Long before Shad Khan was the owner of the Jacksonville Jaguars, he was a 16-year-old immigrant from Pakistan who washed dishes for $1.20 an hour.

Because he understands what it’s like to come to the United States as an outsider, where work and community can be challenging to find, Khan decided to donate 1,000 Jaguars v. Bills playoff tickets to refugees and immigrants displaced by Hurricane Maria so they could kick back and relax on Sunday afternoon.

“The Jaguars’ first home playoff appearance in very long time is an event that should be shared with as many people as possible, across all spectrums, who call Jacksonville their home,” Khan said via the team’s official website. “Whether it’s a home game in August or January, it’s important for the Jaguars to consistently be good citizens and do the right thing for our community. Hopefully, the experience on Sunday will give our guests a well-deserved break from what can be severe challenges in their daily lives, and if we can give them a victory on the field, it will make for a perfect day.”

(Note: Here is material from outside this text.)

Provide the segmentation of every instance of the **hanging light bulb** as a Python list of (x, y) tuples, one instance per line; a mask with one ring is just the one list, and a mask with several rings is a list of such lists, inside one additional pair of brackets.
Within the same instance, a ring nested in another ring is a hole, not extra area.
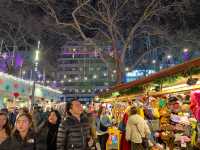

Not only did Khan donate tickets, but he provided transportation to and from the game, food vouchers and merchandise.

Photo: Ayad Shamsaldin

Two people who attended the Jaguars’ win was 29-year-old Ayad Shamsaldin and his wife, Rana. According to Yahoo Sports, Shamsaldin was born in Iraq but became an interpreter for the U.S. Army. He put his own life on the line in order to help the U.S. and make his own country safer.

“I kept hearing and seeing there were a lot of incidents when things went very badly because there was a language barrier,” Shamsaldin said. “That shouldn’t have happened. We could use our skill to prevent that from happening.”

With a high likelihood of being killed himself, he secured a special immigrant visa (SIV) in 2013 and moved to the U.S., where he met Rana, a refugee from Afghanistan.

Today, Shamsaldin works in the operations department at Lutheran Social Services of Northeast Florida, which helps hundreds of refugees find jobs and housing every year.

Sitting in seats at EverBank Field on Sunday, cheering on the home team, was something the couple never thought they would have the opportunity to do. They weren’t just attending a game. They were fully immersed and welcomed in their community.